4. Het verschijnsel van de funktionalisering, gekombineerd met dat van de gerichte termkeuze, uit zich nog in een aantal andere eufemismen: ik doel hier op een aantal kombinaties die een element bevatten waarvan de betekenisinhoud drastisch wordt ingeperkt, met behoud van (een aantal van) de oorspronkelijke konnotaties. Op die manier krijgt de volledige uitdrukking een werkelijkheidsverhullende funktie. Zo wijst bijvoorbeeld het benoemen van arbeiders en patroons in ons sociaal-ekonomisch stelsel als ‘sociale partners’ op een betekenisinperking van de term ‘partner’, want van samenwerking op voet van gelijkheid en volstrekte loyauteit kan wegens de arbeidsverdeling in ons sociaal-ekonomisch bestel geen sprake zijn.

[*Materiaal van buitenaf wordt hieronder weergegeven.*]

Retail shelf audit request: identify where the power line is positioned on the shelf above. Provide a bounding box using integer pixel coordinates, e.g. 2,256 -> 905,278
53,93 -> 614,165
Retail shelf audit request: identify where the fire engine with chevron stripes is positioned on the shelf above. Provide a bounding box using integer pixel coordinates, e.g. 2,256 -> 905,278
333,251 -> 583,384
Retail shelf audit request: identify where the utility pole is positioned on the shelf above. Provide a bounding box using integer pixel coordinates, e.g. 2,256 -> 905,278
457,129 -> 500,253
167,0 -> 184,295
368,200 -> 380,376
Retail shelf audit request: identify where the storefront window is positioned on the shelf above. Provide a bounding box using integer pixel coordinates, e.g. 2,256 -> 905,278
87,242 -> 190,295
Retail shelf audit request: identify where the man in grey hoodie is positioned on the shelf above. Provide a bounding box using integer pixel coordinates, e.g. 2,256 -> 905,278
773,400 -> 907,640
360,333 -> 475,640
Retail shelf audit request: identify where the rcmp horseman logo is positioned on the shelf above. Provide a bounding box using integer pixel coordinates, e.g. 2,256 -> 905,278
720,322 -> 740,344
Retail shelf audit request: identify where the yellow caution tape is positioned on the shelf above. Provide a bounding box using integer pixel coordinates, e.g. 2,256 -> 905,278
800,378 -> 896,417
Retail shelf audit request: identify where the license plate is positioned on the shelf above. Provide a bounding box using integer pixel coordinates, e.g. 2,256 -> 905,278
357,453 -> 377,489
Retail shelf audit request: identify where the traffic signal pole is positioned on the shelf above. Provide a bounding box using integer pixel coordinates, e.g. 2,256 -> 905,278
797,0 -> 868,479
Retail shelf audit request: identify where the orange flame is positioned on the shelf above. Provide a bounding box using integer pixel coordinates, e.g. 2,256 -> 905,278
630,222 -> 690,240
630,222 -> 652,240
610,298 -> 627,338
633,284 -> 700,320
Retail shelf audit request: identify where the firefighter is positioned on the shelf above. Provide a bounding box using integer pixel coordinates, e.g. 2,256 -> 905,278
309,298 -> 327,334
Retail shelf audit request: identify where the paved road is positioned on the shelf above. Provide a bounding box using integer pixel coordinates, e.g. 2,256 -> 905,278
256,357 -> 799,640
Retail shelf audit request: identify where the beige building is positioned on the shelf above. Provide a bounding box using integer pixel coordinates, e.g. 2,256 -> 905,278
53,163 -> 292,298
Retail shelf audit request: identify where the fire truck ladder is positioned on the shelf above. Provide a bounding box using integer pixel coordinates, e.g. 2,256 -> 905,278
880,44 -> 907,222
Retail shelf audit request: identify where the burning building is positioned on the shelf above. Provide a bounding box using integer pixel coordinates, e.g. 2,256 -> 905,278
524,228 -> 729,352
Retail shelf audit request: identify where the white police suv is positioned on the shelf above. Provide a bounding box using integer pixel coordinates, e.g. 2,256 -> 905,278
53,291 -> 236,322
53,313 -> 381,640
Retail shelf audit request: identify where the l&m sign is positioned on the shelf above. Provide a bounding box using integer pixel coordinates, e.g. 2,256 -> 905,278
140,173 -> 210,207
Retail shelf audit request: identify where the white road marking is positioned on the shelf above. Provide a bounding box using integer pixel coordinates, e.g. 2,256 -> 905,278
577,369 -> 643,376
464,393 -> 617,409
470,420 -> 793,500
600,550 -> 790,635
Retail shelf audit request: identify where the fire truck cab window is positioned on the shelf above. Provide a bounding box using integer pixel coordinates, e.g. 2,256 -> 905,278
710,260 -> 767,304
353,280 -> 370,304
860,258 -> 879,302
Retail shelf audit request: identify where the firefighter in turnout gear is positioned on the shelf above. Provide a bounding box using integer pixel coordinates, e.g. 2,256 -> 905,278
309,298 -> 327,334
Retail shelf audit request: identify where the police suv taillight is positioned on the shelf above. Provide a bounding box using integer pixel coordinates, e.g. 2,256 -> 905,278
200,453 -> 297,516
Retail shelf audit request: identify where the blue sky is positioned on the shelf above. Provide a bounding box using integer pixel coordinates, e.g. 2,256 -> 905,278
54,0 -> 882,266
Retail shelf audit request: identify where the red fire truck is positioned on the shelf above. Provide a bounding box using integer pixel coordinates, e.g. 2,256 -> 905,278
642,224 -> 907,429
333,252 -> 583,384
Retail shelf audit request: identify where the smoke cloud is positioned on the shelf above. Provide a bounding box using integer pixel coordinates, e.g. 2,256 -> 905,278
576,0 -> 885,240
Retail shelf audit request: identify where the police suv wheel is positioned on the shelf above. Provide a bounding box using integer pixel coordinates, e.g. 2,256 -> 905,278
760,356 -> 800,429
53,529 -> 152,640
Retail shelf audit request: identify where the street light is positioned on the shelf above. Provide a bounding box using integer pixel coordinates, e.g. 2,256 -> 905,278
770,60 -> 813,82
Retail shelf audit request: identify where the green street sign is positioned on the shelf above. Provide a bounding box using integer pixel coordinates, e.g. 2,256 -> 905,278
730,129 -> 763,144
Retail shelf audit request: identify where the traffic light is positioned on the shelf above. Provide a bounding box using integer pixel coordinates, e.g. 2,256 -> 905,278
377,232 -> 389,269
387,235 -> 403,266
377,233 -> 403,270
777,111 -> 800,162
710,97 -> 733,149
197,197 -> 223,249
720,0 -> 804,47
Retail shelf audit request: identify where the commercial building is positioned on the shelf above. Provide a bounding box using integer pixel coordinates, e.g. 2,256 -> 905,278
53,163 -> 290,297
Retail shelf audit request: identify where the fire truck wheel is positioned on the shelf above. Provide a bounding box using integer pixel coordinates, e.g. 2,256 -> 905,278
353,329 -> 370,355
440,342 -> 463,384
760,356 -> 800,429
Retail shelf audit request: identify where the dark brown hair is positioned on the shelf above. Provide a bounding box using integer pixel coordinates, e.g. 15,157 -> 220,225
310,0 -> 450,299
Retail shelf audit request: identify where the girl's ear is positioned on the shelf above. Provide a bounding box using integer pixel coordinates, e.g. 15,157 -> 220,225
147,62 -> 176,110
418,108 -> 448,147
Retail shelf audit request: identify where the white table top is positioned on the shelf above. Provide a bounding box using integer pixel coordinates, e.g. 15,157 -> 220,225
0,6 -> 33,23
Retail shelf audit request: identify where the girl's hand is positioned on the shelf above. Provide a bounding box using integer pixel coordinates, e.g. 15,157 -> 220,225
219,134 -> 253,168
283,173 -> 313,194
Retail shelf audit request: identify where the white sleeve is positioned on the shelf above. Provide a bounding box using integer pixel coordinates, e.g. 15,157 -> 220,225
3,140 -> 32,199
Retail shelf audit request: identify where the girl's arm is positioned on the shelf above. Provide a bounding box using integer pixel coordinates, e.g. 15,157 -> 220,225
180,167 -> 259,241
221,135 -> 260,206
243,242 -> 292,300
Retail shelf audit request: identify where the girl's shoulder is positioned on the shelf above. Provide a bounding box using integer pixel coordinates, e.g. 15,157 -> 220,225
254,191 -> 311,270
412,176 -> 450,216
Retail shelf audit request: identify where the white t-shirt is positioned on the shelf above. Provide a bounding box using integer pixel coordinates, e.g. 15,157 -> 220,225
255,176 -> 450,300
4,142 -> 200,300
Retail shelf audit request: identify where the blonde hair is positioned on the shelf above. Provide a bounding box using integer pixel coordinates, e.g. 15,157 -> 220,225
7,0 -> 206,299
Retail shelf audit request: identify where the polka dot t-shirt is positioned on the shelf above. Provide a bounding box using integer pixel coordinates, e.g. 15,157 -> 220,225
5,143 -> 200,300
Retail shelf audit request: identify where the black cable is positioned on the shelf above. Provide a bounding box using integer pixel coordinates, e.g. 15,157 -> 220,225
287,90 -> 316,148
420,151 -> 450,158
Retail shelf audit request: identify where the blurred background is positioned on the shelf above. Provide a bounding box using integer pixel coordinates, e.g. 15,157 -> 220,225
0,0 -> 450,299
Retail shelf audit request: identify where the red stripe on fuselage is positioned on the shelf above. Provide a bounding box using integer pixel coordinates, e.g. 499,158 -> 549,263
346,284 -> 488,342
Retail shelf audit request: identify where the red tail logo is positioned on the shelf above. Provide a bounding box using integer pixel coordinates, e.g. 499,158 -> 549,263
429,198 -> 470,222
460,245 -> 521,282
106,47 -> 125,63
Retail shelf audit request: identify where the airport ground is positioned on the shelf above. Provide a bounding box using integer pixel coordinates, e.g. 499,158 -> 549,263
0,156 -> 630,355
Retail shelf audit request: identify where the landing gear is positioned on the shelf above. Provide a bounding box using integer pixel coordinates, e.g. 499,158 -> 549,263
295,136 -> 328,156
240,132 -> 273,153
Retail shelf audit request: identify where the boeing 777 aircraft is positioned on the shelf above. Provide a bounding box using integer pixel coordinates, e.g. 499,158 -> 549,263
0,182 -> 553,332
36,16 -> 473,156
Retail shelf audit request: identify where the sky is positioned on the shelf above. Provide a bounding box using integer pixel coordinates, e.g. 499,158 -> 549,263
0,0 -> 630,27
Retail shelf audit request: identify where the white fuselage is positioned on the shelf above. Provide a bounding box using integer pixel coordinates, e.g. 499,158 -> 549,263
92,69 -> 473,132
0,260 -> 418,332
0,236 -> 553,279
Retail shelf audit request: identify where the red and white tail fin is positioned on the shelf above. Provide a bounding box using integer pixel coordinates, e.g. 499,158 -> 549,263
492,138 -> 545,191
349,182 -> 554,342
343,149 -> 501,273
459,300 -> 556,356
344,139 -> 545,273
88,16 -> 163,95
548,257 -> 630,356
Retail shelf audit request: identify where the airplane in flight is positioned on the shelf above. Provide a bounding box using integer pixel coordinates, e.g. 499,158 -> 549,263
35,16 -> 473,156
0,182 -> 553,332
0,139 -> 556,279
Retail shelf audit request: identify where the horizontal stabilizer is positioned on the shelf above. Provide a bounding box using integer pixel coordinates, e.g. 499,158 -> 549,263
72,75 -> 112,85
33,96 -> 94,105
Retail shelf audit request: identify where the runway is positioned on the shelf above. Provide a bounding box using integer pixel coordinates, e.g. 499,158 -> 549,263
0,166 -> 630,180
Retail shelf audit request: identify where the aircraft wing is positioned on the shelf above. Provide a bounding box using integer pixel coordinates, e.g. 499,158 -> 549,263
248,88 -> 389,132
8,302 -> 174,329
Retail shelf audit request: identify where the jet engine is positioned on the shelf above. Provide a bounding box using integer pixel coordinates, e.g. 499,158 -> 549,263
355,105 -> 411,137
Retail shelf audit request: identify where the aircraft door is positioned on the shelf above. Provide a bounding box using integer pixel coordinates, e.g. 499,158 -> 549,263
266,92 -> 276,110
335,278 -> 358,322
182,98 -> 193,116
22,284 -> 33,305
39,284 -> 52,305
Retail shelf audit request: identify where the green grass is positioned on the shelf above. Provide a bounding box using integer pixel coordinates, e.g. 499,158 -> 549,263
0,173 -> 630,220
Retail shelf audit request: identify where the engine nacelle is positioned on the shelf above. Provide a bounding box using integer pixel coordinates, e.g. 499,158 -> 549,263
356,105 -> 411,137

De vraag in hoeverre ‘gastarbeiders’ als echte ‘gasten’ beschouwd en behandeld worden, laat ik aan de lezer over om te beantwoorden. Kan men ‘leningen, (die) aan allerlei voorwaarden zijn verbonden’Ga naar eind14 wel ontwikkelingshulp' noemen? En dan die socioloog die ik onlangs het verschijnsel van het irrationele winstbejag van een kleine groep kapitaalbezitters vergoelijkend hoorde aanduiden met de term ‘ekonomische rationaliteit’!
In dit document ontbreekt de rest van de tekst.